Now in its 4th edition, this guide to diagnosis includes new illustrations and new coverage of state of the art therapies. Each of the illustrations is accompanied by a short precis and the range of illnesses goes from mild to serious.
Lisa Levenstein reframes highly charged debates over the origins of chronic African American poverty and the social policies and political struggles that led to the postwar urban crisis. A Movement Without Marches follows poor black women as they traveled from some of Philadelphia's most impoverished neighborhoods into its welfare offices, courtrooms, public housing, schools, and hospitals, laying claim to an unprecedented array of government benefits and services. With these resources came new constraints, as public officials frequently responded to women's efforts by limiting benefits and attempting to control their personal lives. Scathing public narratives about women's "dependency" and their children's "illegitimacy" placed African American women and public institutions at the center of the growing opposition to black migration and civil rights in northern U.S. cities. Countering stereotypes that have long plagued public debate, Levenstein offers a new paradigm for understanding postwar U.S. history.

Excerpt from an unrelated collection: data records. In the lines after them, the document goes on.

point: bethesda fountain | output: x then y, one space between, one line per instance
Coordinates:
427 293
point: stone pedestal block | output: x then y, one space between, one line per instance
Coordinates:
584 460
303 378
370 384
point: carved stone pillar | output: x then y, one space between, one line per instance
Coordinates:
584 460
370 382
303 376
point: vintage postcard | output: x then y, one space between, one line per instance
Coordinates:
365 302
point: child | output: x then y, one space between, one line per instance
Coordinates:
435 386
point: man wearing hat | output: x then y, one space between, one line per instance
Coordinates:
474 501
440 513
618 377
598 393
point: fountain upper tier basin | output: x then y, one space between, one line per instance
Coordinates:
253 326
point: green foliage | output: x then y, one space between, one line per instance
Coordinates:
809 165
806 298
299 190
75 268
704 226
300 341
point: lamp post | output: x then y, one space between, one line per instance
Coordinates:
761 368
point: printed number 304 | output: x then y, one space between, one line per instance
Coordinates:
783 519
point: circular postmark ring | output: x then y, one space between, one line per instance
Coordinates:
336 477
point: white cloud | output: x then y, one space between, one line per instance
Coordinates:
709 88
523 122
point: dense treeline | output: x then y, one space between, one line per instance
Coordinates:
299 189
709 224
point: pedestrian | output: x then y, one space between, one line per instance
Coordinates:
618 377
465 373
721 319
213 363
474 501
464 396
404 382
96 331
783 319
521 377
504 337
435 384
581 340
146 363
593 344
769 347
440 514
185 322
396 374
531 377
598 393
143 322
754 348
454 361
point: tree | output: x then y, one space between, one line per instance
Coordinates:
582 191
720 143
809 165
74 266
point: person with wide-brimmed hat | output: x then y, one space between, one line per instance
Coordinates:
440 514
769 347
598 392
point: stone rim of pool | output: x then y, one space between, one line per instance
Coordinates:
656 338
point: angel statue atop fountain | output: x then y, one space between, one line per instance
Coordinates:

`With admirable clarity the authors-all highly regarded experts in their respective fields-present the clinician with a supremely readable and practical text. The emphasis here is pragmatic, although there is sufficient pathogenesis and physiology to provide a fine balance.'-Journal of the American Medical Association, from a review of the second edition. This updated and profusely illustrated edition is 75% larger than its first incarnation. New coverage includes transplantation medicine, AIDS, patient management, and host-parasite interactions.